- Beaufort Historic Site The Beaufort Historic Site’s Apothecary dates back to 1859 (photo courtesy of Hungry Town Tours, Beaufort, NC)
As the third oldest town in the state of North Carolina, Beaufort is sown thick with history, and thanks in large part to the Beaufort Historical Society, much of the richness and charm of its past has been meticulously preserved. Brought together in a convenient cluster near the center of town, the ten-odd buildings that make up the Beaufort Historical Site date as far back as 1732 and include the oldest wood-framed courthouse in the state, an apothecary shop, and an 1829 jail, complete with twenty-eight-inch-thick walls, wooden stocks, and plenty of ghost stories. The Beaufort Historic Site’s offerings don’t stop at architecture, however: the interiors are filled with a wide range of exhibits, from contemporary galleries featuring local artists to artifacts of everyday colonial living.Though it was built in 1874, the Old Jail remained in use until 1954 (photo courtesy of Hungry Town Tours, Beaufort, NC)
- Old Burying Ground Vaulted graves, such as those found in Beufort’s Old Burying Ground, were popular in coastal areas, as they helped keep the graves safe from high water and wild animals (photo courtesy of Linda Dee)
Old Burying Ground has been a part of the city of Beaufort since the early 1700’s, and stands today as a hauntingly beautiful monument to the past. A collection of weather-softened and age-smoothed shell, wood, and vaulted brick markers, the Old Burying Ground bears more resemblance to a softly-tended garden than a necropolis, yet a close look at the monuments within reveals the many heartaches, hopes, and quirks of the city’s earliest residents, including a British officer who is interred standing up (to honor his request to be “buried with his boots on”), the most successful privateer in the War of 1812, Otway Burns, and a young girl who lost her life at sea and was brought back and buried in a barrel of rum. The weather-worn monuments in Old Burying Ground lend a softness to the cemetery (photo courtesy of Susan Smith)
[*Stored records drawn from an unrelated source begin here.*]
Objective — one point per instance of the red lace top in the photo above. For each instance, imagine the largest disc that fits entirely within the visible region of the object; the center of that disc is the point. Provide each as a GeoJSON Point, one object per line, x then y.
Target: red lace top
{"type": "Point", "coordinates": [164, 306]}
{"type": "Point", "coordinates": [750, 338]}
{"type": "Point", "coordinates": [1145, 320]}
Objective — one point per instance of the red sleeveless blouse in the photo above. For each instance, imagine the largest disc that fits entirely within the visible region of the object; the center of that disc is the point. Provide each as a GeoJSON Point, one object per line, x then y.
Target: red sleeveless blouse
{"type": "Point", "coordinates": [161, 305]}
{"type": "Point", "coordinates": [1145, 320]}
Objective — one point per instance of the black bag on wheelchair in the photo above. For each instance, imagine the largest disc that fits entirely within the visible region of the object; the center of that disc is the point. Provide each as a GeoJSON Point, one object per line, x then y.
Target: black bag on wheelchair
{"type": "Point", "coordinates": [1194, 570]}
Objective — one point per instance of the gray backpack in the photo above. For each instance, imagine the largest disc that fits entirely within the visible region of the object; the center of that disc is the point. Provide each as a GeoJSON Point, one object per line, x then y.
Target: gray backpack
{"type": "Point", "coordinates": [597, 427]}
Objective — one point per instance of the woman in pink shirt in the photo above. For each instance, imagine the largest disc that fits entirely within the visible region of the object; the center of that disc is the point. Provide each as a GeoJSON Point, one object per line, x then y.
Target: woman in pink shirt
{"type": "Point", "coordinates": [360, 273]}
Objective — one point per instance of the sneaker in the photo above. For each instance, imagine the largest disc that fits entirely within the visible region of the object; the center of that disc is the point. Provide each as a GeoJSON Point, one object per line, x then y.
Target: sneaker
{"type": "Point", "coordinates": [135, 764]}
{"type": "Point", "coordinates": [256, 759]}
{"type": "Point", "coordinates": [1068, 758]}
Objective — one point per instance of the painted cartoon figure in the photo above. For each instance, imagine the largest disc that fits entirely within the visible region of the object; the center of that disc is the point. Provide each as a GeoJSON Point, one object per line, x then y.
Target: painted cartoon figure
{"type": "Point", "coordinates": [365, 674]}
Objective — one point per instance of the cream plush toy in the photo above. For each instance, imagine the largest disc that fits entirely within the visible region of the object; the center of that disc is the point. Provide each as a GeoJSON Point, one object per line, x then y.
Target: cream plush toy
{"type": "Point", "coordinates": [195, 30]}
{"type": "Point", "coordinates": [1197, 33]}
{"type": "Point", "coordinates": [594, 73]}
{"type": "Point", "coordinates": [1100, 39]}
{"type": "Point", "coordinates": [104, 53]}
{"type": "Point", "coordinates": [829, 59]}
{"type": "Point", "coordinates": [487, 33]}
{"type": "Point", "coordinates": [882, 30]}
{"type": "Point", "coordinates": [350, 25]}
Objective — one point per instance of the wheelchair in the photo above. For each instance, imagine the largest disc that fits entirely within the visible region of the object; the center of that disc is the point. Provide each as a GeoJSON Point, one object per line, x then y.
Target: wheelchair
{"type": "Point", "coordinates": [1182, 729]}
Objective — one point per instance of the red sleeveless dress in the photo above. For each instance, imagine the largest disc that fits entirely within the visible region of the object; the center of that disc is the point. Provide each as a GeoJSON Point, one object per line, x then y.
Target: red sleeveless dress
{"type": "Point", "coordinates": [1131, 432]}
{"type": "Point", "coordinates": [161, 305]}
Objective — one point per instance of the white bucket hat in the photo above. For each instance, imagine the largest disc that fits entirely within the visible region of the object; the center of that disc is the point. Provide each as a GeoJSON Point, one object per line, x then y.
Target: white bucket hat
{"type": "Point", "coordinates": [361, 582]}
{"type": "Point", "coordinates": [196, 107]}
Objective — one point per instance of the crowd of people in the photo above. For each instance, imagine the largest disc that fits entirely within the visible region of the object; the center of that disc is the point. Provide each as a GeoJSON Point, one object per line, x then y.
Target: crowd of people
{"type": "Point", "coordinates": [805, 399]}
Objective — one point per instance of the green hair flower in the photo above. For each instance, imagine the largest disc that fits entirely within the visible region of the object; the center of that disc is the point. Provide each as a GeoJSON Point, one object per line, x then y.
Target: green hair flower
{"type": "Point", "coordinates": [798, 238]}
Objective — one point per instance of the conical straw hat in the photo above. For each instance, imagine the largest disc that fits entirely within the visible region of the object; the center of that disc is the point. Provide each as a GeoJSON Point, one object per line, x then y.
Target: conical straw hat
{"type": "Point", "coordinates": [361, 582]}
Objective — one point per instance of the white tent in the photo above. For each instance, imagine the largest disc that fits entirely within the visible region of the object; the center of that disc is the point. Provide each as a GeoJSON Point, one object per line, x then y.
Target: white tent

- The Maritime Museum The Maritime Museum in Beaufort, North Carolina
Don’t let the unassuming exterior of the Beaufort Maritime Museum fool you: inside the cedar-shake walls lies a treasure trove of nautical knowledge and seafaring lore. The museum offers a little something for everyone, from the nine-hundred-pound, thirty-four-foot rearticulated skeleton of Echo, a sperm whale (along with his eighty-pound plastinated heart), a vast collection of seashells from around the world, and a recently-expanded exhibit on the notorious pirate Blackbeard, whose favorite haunts included the isolated coves and inlets around Beaufort. In 2006, after spending almost 300 years submerged underwater, Blackbeard’s ship, the Queen Anne’s Revenge, was discovered off of the Beaufort coast, and many of the artifacts that were uncovered—from gilded hilts to cast iron cannons—have found their home in the Museum.
- Shackleford PoniesThe wild ponies of Shackleford Island have been living off the marsh grasses and freshwater pools of the barrier island for over 400 years (photo by Will Padgett)
One of the most extraordinary draws of the North Carolina coast is only a short, fifteen-minute ferry ride from Beaufort, where, on the barrier island of Shackleford Banks, feral horses have roamed the beaches for over 400 years. Theories abound as to how the horses got to the islands, though whether they were the quarry of wrecked Spanish galleons washed ashore or the last remaining residents of failed European settlements, the horses have proved to be incredibly resilient, learning to live from sparse marsh grasses and digging holes down to the water table when the island’s temporary freshwater pools go dry. With no human habitation on Shackleford Island, the horses are free to run wild, enchanting any visitors who are fortunate enough to catch a glimpse. Accessible only by boat or ferry, the Shackleford Banks offer visitors the unique opportunity to view feral horses (photo courtesy of Lori von Gretene)
- Backstreet Pub The Backstreet Pub was voted one of the top fifty bars in the South by Garden and Gun magazine
The “friendliest, funkiest little bar from Maine to Venezuela,” Backstreet Pub is a must-see for anyone who visits Beaufort. Tucked inside a hundred-year-old former bakery, the Backstreet Pub is a favorite of sailors home from sea, tourists, and locals alike. Whether you dip in for one of the fantastic rock, funk, or blues bands that come across the weekend stage, the open-jam Wednesday “Hoot Nights,” or just to sit among the nautical memorabilia and strike up a conversation with one of the waitresses, writers, retired spies, or deep-sea divers that make up the regular crowd, the Backstreet Pub is sure to please.